As National's candidate for Northern Maori in 1975 he was campaigning heavily for his iwi's cause of saving its coastal land from being ripped off by a well-meaning Labour government. He was instrumental in bringing to public attention the cause that began Dame Whina Cooper's historic land march.
Barely a decade later he would be campaigning to stop the "Treaty grievance industry". Go figure?
It was the first of a series of contradictions that would be the hallmark of his brilliant but tragically flawed political career.
I met him when he won a High Court electoral petition over the results of the Hunua seat in 1981, ousting the successful candidate Malcolm Douglas (Roger's brother).

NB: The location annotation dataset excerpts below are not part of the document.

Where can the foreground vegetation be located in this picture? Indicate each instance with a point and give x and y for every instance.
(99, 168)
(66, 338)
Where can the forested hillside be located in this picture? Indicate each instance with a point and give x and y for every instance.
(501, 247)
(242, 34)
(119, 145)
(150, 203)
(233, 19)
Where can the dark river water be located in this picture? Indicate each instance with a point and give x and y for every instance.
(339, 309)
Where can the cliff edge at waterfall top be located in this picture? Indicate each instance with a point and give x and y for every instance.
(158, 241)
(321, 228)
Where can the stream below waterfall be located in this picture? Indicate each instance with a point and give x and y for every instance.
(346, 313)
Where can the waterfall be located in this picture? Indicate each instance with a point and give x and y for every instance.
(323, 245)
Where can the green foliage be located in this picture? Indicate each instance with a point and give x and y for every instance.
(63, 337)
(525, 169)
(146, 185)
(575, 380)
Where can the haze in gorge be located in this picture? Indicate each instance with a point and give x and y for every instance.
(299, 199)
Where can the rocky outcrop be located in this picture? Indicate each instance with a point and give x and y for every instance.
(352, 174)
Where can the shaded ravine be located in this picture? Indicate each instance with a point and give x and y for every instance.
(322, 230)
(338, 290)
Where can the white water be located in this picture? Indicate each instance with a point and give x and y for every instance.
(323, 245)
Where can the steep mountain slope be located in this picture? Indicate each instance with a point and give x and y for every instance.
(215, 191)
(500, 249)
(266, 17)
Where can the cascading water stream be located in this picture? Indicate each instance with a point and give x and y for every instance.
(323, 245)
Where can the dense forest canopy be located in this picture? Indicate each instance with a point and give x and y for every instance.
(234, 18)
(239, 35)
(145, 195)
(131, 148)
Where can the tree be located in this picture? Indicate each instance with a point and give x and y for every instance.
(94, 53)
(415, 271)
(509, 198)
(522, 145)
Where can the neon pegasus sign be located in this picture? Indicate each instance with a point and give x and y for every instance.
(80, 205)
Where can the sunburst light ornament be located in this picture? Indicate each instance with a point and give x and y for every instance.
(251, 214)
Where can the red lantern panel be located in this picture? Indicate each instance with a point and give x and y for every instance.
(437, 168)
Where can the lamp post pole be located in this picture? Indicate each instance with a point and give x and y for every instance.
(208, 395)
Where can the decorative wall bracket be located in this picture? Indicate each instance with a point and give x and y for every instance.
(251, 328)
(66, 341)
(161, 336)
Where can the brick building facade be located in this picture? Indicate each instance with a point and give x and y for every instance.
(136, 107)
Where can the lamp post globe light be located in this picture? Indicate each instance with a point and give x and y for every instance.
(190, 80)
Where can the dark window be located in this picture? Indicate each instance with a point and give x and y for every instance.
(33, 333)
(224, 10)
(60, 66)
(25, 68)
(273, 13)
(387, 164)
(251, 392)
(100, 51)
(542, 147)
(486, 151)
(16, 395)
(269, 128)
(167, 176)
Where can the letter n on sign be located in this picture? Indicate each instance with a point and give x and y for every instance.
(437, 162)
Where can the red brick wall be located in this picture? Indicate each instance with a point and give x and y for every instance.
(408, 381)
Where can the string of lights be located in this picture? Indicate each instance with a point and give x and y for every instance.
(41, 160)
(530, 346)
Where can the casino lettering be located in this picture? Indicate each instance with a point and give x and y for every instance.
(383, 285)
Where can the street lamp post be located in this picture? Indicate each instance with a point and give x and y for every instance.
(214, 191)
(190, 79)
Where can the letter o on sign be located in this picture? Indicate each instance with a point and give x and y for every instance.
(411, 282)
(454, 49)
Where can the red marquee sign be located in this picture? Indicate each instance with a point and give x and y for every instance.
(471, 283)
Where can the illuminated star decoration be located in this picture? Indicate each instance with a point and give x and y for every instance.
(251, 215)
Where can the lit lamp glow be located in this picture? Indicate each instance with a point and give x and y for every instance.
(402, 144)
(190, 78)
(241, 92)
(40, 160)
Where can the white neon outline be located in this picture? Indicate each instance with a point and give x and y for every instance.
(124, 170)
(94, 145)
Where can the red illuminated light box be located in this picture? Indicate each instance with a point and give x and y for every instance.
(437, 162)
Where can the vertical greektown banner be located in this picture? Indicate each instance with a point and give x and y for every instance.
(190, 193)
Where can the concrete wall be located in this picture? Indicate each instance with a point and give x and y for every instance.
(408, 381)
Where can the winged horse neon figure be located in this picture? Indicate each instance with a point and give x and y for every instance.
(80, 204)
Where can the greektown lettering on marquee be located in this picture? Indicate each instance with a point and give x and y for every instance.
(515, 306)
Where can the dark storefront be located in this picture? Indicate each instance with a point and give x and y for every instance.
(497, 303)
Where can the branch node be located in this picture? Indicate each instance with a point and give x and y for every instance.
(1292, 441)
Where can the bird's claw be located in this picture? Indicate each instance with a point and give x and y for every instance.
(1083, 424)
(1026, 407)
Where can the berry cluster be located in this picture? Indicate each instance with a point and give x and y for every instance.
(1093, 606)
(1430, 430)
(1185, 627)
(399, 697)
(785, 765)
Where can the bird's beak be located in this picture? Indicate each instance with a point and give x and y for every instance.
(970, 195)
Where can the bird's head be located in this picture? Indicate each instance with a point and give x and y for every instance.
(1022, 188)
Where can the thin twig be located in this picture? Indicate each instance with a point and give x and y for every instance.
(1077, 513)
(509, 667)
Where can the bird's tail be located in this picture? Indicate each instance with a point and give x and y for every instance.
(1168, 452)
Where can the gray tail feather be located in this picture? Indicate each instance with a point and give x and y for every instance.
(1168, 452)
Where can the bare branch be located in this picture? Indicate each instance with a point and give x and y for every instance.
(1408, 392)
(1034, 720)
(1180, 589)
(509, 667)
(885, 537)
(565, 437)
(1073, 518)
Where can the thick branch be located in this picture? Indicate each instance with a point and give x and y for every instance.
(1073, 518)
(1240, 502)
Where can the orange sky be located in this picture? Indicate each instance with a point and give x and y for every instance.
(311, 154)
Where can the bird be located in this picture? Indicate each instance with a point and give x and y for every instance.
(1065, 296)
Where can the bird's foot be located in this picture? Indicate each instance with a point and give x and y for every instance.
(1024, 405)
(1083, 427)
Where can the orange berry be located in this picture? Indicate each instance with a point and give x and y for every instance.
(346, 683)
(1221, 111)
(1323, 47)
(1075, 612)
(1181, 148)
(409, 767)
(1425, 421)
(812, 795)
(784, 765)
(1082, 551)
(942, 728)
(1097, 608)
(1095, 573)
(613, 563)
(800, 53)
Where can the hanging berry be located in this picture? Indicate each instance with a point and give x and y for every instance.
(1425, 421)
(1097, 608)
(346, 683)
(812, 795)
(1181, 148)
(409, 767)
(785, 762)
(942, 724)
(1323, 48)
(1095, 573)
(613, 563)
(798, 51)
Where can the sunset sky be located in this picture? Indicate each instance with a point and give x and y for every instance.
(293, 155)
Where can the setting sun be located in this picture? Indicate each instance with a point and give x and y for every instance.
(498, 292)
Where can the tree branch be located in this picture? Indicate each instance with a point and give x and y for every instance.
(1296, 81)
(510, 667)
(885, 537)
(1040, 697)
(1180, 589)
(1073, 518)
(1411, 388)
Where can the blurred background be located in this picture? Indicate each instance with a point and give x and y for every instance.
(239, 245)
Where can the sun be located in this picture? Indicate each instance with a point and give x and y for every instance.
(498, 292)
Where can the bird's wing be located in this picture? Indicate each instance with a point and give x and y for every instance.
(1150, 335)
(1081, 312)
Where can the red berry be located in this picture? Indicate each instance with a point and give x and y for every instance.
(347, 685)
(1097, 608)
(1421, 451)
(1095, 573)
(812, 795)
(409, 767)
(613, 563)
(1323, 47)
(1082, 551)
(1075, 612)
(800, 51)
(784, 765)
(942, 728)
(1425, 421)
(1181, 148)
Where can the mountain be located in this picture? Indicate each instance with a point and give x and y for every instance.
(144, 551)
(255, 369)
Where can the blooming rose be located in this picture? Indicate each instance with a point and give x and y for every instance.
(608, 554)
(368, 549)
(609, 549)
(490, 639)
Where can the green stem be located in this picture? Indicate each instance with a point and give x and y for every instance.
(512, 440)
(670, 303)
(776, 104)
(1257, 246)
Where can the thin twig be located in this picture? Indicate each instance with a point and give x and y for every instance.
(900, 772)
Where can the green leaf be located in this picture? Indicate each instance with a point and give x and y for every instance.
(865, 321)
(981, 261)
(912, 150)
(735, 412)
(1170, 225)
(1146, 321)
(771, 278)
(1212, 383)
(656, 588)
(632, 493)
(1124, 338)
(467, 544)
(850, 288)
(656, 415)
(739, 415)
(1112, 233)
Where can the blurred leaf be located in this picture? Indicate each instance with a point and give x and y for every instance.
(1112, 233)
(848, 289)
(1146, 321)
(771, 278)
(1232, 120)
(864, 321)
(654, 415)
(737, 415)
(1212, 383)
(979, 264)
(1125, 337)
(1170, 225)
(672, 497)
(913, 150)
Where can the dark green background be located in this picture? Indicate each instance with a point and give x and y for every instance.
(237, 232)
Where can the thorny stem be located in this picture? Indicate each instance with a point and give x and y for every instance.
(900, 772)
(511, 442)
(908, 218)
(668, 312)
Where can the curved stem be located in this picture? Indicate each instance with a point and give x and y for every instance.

It was the first but not necessarily the last litigious step in his political career. I was impressed.
In opposition, backed by the support of his dogged researcher Michael Laws, he broke sensational story after sensational story.
I was with him in Hawaii in the late 1980s as we both dug into the Hawaiian Loans Affair. It destroyed Labour's Maori Affairs Minister Koro Wetere, the Head of Maori Affairs, and the department itself.
I was with him one day shortly after when he walked out of a committee hearing and a young Maori man lounging in the corridor loudly sneered contemptuously at him, "Honky!"
He was seen as a betrayer of his people. A decade later he would do a clean sweep of all the Maori seats.
Yet once Bolger came into government it was Peters who became Minister of Maori Affairs and many Maori saw him as their saviour.
He launched Ka Awatea, an ambitious but ultimately empty plan for Maori, before Bolger fired him because of his obsession with the Winebox Affair and the delusion that somehow there was a conspiracy by greedy big business to destroy the nation.
After a TV3 interview Bolger explained to me, "I had to fire him. He fell asleep in Cabinet meetings!"
I felt guilty. The need for sleep probably was attributable to the fact Radio New Zealand's Richard Griffin and I had kept him out in the Green Parrot until near dawn.
God, he was a party boy in those days. Come to think of it, so was I.
Then he split from National and his long marriage and he was broke.
He had long complained to me that while his former National colleagues, flatmates and friends were enriching themselves in cosy financial deals he always felt the "Maori boy" was being excluded.
It became a burning point of antagonism.
I was with him when he set up New Zealand First, at the hallelujah rallies, when he honourably resigned his seat and won again in a by-election in Tauranga.
I was with him in Howick the day he launched his barely disguised racist attack on Asian immigration. It won him nearly 5 per cent public support that he never lost.
Crippled by a marriage settlement that I suspect saw him almost destitute and by a succession of unsuccessful court cases, a desperate Winston entered his 50s and the new millennium ripe for someone like Ross Meurant, who he hired as an adviser and party bagman.
The dollars came into the party as he became the kingmaker and, although he professed disdain for the baubles of power, he became rich and successful off the back of it, loving every moment.
As I came to learn more of this man I lost faith in him, as he cynically became what he always professed to despise.
A common jibe was his party was Winston First. Now it is Winston Last.
I lament the wasted potential of a man who could have been a real contender.